Does anyone have a preference, and why do you like one better than the other?

Thanks!

UPDATE: after all the great help, I've decided on French cleats. Im still asking questions from time to time as I plan out the best way to install them in the small space.

Thanks so much again!


----------



## JBrow (Nov 18, 2015)

LoyalAppleGeek,

I use neither in my shop. However, I have been where the peg board system is used. The frustrating problem I have encountered with the peg board system is that the tool holding pins oftentimes come off with the tool. I understand that peg board pins are available which more or less lock in place. Since I have not looked into it, I cannot suggest where to look or say how well the stay-put hooks work.

The tool board option (which sounds like a system based on the French cleat) has the problem of either having to buy or build a device to hold a tool on the wall mounted component of the system. Initially this is not much of a problem, but as something new enters the shop; a new system component may be needed.
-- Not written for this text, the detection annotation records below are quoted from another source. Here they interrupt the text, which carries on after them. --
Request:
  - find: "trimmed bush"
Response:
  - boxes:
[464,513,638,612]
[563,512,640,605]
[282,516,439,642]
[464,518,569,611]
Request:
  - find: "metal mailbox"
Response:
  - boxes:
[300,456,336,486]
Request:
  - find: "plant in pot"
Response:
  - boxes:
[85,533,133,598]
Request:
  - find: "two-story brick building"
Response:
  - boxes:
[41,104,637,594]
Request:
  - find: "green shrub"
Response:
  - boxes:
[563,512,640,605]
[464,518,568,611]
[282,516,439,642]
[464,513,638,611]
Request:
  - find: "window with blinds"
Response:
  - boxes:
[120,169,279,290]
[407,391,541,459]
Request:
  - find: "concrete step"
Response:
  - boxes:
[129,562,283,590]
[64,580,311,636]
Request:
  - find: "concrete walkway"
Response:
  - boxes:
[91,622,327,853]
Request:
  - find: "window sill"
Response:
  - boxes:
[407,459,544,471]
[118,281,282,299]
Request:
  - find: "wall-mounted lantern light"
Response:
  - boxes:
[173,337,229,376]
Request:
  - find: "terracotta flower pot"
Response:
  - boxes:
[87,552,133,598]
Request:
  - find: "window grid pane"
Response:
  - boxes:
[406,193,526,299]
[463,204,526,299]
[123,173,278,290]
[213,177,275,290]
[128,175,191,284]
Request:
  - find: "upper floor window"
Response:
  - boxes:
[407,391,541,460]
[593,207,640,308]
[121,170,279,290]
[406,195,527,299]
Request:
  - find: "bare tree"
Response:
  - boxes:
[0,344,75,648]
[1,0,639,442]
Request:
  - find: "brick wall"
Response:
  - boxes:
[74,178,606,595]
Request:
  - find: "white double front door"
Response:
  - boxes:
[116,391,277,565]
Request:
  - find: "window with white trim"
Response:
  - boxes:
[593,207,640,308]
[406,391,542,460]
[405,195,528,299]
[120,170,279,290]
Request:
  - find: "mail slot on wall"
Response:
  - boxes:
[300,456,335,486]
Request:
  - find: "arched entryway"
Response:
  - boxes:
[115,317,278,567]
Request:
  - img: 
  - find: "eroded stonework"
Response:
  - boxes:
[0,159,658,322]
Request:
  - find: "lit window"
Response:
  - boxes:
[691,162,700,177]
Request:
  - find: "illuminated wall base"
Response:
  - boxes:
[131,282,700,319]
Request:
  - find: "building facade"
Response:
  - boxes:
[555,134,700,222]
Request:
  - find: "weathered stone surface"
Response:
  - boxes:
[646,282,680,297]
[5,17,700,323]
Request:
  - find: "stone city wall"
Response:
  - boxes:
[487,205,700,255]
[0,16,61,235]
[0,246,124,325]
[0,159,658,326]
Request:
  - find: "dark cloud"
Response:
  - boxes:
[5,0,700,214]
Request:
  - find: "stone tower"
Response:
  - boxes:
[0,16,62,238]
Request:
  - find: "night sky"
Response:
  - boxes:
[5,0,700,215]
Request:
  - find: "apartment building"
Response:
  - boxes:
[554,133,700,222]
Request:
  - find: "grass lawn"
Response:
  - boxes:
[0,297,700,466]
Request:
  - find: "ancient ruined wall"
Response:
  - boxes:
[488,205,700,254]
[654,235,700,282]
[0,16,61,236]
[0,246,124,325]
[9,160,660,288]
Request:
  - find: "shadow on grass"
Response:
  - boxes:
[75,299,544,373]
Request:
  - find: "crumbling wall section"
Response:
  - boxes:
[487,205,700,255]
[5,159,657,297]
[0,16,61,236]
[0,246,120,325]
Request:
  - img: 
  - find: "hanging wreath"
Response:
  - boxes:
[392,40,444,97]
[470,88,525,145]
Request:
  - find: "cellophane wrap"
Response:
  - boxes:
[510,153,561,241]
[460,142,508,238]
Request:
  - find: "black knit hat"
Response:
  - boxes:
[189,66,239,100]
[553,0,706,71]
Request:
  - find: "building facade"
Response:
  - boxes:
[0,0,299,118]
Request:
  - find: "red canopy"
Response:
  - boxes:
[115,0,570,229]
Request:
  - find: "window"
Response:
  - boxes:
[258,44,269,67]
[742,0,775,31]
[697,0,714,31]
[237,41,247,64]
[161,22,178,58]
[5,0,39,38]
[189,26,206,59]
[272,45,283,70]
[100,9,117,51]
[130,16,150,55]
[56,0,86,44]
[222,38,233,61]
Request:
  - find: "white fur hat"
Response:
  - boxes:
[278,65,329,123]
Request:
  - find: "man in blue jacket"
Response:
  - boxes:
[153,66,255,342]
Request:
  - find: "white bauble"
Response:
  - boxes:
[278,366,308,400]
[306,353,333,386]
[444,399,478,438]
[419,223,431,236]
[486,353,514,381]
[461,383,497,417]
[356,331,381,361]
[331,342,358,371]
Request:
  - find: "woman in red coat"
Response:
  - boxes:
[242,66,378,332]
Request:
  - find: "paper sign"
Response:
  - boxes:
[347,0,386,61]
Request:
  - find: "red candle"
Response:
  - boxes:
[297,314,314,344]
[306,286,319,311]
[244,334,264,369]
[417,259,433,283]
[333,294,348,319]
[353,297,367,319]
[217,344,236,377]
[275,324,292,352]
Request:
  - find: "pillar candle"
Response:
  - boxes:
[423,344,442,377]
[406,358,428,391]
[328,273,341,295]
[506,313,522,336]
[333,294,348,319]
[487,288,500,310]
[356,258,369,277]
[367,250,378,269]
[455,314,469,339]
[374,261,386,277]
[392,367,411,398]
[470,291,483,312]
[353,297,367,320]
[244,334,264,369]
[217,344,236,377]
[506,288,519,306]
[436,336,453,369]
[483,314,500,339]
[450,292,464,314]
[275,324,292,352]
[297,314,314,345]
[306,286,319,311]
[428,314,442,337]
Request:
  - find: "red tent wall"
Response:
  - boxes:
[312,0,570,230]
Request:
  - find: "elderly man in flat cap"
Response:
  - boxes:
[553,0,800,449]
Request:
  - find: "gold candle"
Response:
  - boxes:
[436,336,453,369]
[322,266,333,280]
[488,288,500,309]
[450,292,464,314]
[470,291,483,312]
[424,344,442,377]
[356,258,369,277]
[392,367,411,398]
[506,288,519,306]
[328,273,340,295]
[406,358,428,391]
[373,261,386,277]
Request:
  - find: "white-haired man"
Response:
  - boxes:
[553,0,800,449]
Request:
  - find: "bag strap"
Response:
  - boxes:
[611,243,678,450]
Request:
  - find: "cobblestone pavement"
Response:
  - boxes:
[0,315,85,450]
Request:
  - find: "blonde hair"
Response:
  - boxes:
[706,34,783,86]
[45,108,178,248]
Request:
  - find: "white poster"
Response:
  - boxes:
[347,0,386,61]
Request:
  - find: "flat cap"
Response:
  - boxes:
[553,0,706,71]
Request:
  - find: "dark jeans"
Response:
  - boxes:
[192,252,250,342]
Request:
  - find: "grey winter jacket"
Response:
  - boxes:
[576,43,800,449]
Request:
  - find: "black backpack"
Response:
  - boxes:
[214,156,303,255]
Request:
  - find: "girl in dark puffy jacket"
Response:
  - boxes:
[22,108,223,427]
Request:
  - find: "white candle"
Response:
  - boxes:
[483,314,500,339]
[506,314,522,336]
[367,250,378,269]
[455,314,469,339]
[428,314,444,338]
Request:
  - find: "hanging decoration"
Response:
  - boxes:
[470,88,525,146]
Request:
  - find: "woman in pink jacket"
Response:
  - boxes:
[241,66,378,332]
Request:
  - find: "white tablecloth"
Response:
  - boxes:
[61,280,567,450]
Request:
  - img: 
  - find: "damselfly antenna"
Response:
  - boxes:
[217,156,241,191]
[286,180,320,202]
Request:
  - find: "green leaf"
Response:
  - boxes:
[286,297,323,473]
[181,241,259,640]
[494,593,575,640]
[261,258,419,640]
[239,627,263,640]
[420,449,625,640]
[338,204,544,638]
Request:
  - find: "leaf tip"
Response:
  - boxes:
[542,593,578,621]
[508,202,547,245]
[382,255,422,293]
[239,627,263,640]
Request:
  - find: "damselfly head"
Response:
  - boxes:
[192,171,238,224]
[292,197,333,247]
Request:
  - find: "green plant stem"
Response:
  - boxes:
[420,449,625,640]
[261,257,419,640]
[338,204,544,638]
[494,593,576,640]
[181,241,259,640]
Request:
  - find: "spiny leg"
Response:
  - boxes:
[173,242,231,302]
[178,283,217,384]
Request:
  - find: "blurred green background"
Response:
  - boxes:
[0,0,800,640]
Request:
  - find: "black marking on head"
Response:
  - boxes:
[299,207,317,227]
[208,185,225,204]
The manufactured systems look pretty nice, but I my impression is that these are fairly expensive by the time everything is bought. Making one is simple enough, but requires buying the plywood and spending the time building the wall and tool carrying components.

I think I would opt for the peg board if stay-put hooks, etc. can be found; due to its lower cost and its greater flexibility. Otherwise, I would probably go with the tool board.


----------



## MadMark (Jun 3, 2014)

Build the old carpenters chest. As you purchase each tool make a fitted box. Fill the chest. Put it in the clothes closet.



























M


----------



## Andrewst (Mar 28, 2016)

Well this is my advice, I have a peg board in my shop currently. I have my hates and loves with it. If you make a tool board and make your own holders for your tools I think it is kinda better because you can fit everything in the way you want. If you use a peg board you have to buy the pins and there is always places where you can't put anything.

I would say tool board because it gives you a project and you make it any way you want


----------



## Picklehead (Feb 12, 2013)

I'm currently reworking my tool wall with a combination of pegboard and plywood. Things that hang on the types of tool pegs I have go on the pegboard. Tools that need a specific mount/holder/shelf or can be hung by just a nail go on the ply-wall. Doesn't have to be either or. Go hybrid.


----------



## Finn (May 26, 2010)

Whenever I have a question on how to do something or what to buy I ask myself: What do the pros do? I have NEVER seen tools Hanging on a wall in a professional wood shop nor in a sheet metal shop. Jigs and patterns , yes but tools go in drawers or tool boxes. I have a small workshop and I put shallow cabinets on one wall. No pegboard. My tools are in a self made wooden tool box.


----------



## hotbyte (Apr 3, 2010)

I'm using French cleats for larger tool holders and a double layer of OSB hung on a French cleat to put smaller tools on (eventually will change to plywood but had OSB on hand from sheathing my walls). I used ideas from Matthias Wandel's video 
Not a French cleat...


----------



## woodbutcherbynight (Oct 21, 2011)

The pegboard you get from box stores is no longer 1/4 thick unless specifically marked and usually if so is brown. The thinner new stuff is fair but weight is a limitation. My shop had pegboard walls from former owner. As the years have gone by I have installed cabinets below to store most tools, cabinets above to cover tools, used french cleats for clamps and yes a few pegboard hooks here and there.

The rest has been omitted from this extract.